A grieving father was stunned when he received a $3,000 bill to replace the guardrail that impaled his 17-year-old daughter’s car in a fatal crash last November.

Stephen Eimers of Loudon County, Tennessee, contends that the guardrail that killed his daughter, Hannah Eimers, was ‘defective,’ and, upon receiving the bill, lambasted the Tennessee Department of Transportation (TDOT) for its ‘audacity.’

Mark Nagi, a spokesperson for the TDOT apologized, claiming the bill resulted from a processing mistake and assured the Eimers family that no money was due.

On Nov. 1, 2016, Hannah Eimers was driving on Interstate 75 North when her car veered towards the median and crashed into the end of a guardrail.

According to a Tennessee Highway Patrol accident report, the rail, which was supposed to collapse upon impact, remained rigid, piercing the driver’s side door and striking Hannah Eimers in the head and chest.

Her vehicle “took out approximately 15 to 20 feet of guardrail” before it stopped, with the rail remaining inside.

The report noted that Hannah was forced into the back seat of the vehicle and died instantly

Four months later, Stephen received a bill stating that Hannah owed the TDOT $2,970 — the replacement cost for 25 feet of guardrail.

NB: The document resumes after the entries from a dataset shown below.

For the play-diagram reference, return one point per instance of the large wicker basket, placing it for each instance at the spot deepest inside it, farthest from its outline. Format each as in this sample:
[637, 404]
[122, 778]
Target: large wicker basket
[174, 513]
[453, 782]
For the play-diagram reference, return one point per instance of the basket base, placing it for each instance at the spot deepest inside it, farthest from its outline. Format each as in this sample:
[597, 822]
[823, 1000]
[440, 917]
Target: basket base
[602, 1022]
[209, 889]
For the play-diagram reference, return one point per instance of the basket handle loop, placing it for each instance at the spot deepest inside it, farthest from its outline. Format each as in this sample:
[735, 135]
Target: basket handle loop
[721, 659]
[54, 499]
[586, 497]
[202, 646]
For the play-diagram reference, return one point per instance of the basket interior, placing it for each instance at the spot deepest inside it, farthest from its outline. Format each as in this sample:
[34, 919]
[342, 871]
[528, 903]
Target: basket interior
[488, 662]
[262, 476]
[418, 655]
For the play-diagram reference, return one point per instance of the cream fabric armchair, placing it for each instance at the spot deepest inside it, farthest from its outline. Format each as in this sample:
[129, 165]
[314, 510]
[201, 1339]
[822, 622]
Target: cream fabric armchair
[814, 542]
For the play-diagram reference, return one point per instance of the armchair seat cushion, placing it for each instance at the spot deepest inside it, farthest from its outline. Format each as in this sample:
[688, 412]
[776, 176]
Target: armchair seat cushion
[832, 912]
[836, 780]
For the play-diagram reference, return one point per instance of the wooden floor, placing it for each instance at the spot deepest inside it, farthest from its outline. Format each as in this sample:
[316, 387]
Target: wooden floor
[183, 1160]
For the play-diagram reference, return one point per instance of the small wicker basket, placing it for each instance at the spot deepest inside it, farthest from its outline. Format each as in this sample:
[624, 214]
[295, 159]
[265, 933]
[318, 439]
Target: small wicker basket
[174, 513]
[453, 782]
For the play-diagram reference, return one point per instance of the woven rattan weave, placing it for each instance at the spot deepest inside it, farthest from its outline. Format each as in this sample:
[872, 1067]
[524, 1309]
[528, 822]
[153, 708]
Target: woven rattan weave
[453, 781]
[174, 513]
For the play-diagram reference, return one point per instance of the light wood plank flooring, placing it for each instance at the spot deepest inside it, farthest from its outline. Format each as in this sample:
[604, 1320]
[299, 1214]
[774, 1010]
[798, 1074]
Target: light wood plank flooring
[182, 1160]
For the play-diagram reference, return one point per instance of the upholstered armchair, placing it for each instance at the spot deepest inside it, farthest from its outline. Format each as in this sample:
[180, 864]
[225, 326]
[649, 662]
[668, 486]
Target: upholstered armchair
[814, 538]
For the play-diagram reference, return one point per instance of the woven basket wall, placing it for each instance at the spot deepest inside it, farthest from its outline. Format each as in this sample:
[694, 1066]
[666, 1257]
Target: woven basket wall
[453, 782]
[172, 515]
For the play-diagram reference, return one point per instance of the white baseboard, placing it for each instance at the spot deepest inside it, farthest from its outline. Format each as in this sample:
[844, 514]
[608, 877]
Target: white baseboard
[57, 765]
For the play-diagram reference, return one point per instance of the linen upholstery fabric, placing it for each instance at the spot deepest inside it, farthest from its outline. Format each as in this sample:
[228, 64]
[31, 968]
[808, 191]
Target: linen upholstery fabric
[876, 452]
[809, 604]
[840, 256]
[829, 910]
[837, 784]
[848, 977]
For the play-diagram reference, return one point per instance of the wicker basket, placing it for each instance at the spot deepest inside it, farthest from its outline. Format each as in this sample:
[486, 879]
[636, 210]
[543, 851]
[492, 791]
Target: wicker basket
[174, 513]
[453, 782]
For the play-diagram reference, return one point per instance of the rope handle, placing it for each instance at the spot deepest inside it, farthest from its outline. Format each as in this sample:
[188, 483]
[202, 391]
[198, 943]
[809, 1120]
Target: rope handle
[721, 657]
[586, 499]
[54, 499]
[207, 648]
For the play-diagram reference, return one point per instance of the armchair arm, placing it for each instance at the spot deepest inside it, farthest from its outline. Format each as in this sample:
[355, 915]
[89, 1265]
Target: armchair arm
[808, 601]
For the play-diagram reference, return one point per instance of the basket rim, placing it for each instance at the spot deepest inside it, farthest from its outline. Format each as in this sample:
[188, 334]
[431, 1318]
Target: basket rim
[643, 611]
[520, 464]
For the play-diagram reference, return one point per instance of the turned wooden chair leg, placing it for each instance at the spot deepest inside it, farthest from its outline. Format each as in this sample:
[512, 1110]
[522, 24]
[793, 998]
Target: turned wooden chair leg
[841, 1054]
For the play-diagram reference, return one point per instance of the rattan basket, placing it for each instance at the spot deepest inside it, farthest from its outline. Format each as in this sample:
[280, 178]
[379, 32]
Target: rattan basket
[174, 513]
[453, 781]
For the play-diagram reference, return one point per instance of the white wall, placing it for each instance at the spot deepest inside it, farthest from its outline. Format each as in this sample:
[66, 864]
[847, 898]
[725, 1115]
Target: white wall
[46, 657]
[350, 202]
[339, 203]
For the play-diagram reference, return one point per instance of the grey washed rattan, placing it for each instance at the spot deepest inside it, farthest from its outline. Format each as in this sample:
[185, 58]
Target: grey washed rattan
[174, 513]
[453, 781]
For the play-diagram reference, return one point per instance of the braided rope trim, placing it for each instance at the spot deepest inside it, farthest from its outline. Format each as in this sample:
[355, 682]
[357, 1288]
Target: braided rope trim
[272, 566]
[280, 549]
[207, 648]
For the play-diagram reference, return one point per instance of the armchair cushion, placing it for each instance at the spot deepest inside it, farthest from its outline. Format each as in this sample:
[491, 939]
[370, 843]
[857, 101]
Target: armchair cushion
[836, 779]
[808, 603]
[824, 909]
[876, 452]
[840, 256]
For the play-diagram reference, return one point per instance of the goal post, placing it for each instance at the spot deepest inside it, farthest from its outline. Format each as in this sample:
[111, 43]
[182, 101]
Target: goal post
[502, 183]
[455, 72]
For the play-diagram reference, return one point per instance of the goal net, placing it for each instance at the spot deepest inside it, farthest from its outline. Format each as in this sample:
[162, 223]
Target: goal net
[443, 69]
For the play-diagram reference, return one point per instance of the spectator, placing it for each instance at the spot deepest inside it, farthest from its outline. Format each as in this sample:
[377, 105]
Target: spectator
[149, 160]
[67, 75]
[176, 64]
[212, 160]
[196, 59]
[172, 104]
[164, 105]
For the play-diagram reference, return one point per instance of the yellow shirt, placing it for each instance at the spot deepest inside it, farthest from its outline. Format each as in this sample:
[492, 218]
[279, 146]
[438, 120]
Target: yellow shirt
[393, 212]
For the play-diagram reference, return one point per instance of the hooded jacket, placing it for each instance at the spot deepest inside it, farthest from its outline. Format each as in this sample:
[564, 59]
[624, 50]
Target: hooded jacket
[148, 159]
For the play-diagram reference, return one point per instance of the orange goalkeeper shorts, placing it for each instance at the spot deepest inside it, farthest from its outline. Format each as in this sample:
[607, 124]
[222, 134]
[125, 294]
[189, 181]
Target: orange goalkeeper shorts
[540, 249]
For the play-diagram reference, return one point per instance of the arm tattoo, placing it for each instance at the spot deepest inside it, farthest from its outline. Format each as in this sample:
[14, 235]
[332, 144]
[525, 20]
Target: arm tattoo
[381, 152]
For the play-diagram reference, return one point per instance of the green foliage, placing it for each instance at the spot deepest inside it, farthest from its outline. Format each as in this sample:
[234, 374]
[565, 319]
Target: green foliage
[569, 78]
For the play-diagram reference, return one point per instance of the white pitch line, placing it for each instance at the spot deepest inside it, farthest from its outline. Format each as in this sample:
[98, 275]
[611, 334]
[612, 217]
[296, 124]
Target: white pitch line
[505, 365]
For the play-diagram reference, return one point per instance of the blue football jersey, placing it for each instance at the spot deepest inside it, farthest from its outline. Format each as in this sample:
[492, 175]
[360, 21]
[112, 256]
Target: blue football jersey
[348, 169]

Stephen Eimers was ‘flabbergasted’ by the bill, especially since the end piece of the guardrail had been removed from the TDOT’s list of qualified products one week prior to Hannah’s death.

“They had the audacity to send us a bill in her name for $3,000 for killing her,” Eimers told Local 8 News.

Repair Bill

“That was a mistake,” said Nagi. “It never should have happened. We’ll take measures to make sure that never happens again.”

The Tennessean reported that the Lindsay X-LITE guard terminal was removed from the qualified product list on Oct. 25 following concerns regarding its performance “if impacted at higher speeds” of 62.2 m.p.h., or greater. The speed limit on I-75 is 70 m.p.h.

Nagi noted that the TDOT no longer installs the model, but that there are still about 1,000 remaining on the road.

Stephen Eimers said, “What bothers me is that they’re playing Russian roulette with people’s lives. They know these devices do not perform at high speeds and in situations like my daughter’s accident, but they leave them in place.”

Nagi said the department will start seeking a contractor to remove the guardrail terminal in areas where the speed limit exceeds 45 m.p.h. starting on Mar. 31, five months after its removal from the qualified products list.